Percentage of each aminoacid in fasta file
3
0
Entering edit mode
10.0 years ago
j.cardeira • 0

Hello everyone,

I'm completely new to Python, but I have to do something that is pretty basic.

I have a fasta file from which I need to count the percentage of each aminoacid (in all sequences in the file).

How can I select only the sequences (not the names or descriptions) and turn it into a string or a list?

And how can I, for instance, select only one aminoacid (lets say the 10th) from each sequence?

Thanks everyone

fasta python aminoacid • 6.9k views
1
Entering edit mode
10.0 years ago
xbello ▴ 20

I will use Biopython.

from Bio import SeqIO
seq_list = []
for record in SeqIO.parse("sample.fasta", "fasta")
# The sequence is in the seq attribute of the record
print record.seq
# Print only the 10th character
print record.seq[9]
# Add the sequences to a list
seq_list.append(record.seq)
# Turn the list into a string
single_seq = "".join(seq_list)

0
Entering edit mode

Adding to this reply (which is the only one actually answering the OP's question about Python code), you can calculate the percentages directly without converting the sequences to a list and then operate on these.
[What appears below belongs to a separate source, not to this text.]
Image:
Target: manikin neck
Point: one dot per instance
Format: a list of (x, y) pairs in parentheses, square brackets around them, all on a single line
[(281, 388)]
1. Create a dictionary that holds all twenty amino acids (and gaps if you need them) associated to 0s:

aa_count = { 'A': 0, 'C': 0, ... etc etc...}

2. Iterate over the sequences using SeqIO (by the way, here is a link to the tutorial page, which is full of examples), just like @xbello mentioned.
3. For each sequence, iterate over it (it's a string) and simply increment the counts:

sequence = record.seq
for aa in sequence:
aa_count[aa] += 1


At the end, you should have the total amount of each residue. The sum of the entire dictionary values gives you the total of amino acids in the entire file. Then calculate your averages. If you want to do this per sequence, just place the dictionary inside the for loop so that it is created at each iteration (i.e. each new sequence, all counters reset).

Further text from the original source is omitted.